- Location: Victoria
- Coordinates: 35°39′30″S 141°07′57″E﻿ / ﻿35.6582°S 141.1326°E
- Area: 1,417.49 km^{2} (547.30 sq mi)
- Established: 26 April 1979
- Governing body: Parks Victoria

= Big Desert Wilderness Park =

The Big Desert Wilderness Park is a protected area in the Australian state of Victoria, Australia located in the state's west adjoining the border with South Australia. It is the oldest of Victoria's three wilderness parks.

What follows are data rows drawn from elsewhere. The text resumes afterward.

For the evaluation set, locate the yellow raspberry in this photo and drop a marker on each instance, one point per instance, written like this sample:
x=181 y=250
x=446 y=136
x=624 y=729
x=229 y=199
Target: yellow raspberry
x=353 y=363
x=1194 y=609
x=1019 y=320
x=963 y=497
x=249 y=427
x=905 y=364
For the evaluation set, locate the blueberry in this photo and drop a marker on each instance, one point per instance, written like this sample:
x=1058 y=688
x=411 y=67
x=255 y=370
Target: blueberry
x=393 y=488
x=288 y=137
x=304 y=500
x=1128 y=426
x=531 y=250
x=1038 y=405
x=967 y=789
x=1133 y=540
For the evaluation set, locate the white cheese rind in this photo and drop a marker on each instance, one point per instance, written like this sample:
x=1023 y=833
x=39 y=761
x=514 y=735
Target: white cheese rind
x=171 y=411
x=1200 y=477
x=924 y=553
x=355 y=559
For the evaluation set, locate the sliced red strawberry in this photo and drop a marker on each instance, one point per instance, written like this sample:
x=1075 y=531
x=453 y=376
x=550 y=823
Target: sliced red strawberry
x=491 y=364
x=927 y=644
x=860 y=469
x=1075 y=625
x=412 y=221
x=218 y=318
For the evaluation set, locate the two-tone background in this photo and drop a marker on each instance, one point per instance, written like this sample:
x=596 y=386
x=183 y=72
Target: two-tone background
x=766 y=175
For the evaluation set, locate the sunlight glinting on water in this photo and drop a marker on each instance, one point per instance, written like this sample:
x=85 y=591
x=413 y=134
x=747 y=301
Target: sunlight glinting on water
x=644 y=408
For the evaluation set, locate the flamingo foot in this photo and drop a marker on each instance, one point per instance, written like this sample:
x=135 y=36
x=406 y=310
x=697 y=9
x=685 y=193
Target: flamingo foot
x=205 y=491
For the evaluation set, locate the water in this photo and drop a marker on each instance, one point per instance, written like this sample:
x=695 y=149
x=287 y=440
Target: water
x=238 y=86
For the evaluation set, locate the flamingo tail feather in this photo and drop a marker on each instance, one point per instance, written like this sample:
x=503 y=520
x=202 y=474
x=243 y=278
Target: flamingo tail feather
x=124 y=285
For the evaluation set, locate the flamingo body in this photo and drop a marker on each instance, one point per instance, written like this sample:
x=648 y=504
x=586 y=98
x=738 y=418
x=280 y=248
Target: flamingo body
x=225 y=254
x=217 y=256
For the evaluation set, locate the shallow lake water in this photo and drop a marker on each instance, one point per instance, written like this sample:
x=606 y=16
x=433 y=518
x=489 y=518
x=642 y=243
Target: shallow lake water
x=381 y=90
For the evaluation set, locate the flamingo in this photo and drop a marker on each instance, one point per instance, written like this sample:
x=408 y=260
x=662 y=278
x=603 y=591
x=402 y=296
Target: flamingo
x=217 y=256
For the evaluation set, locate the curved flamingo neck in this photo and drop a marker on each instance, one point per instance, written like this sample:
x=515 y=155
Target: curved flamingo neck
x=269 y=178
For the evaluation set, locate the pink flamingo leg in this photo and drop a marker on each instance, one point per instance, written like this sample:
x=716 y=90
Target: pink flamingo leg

The wilderness park consists of an area of 1417.49 km2, with no vehicular access, and no defined walking tracks. It includes part of the Big Desert and also adjoins Ninety Mile Desert across the border in South Australia. As it is a dedicated wilderness area, there are no facilities of any kind, including toilets or campsites. However, hiking and small fuel stoves are permitted. The wilderness park is overlapped by the Wyperfeld, Big Desert and Ngarkat Important Bird Area which identified as such by BirdLife International because of its importance for the conservation of malleefowl and other species of mallee birds.

A large bushfire was ignited by lightning in the park in 2002 then spread rapidly due to strong winds and dry fuel. The fire soon joined another in the adjoining Wyperfield National Park and an area of 1814 km2 was burned out. The fire burned for two weeks resulting in the loss of an abandoned house and 400 ha of private property.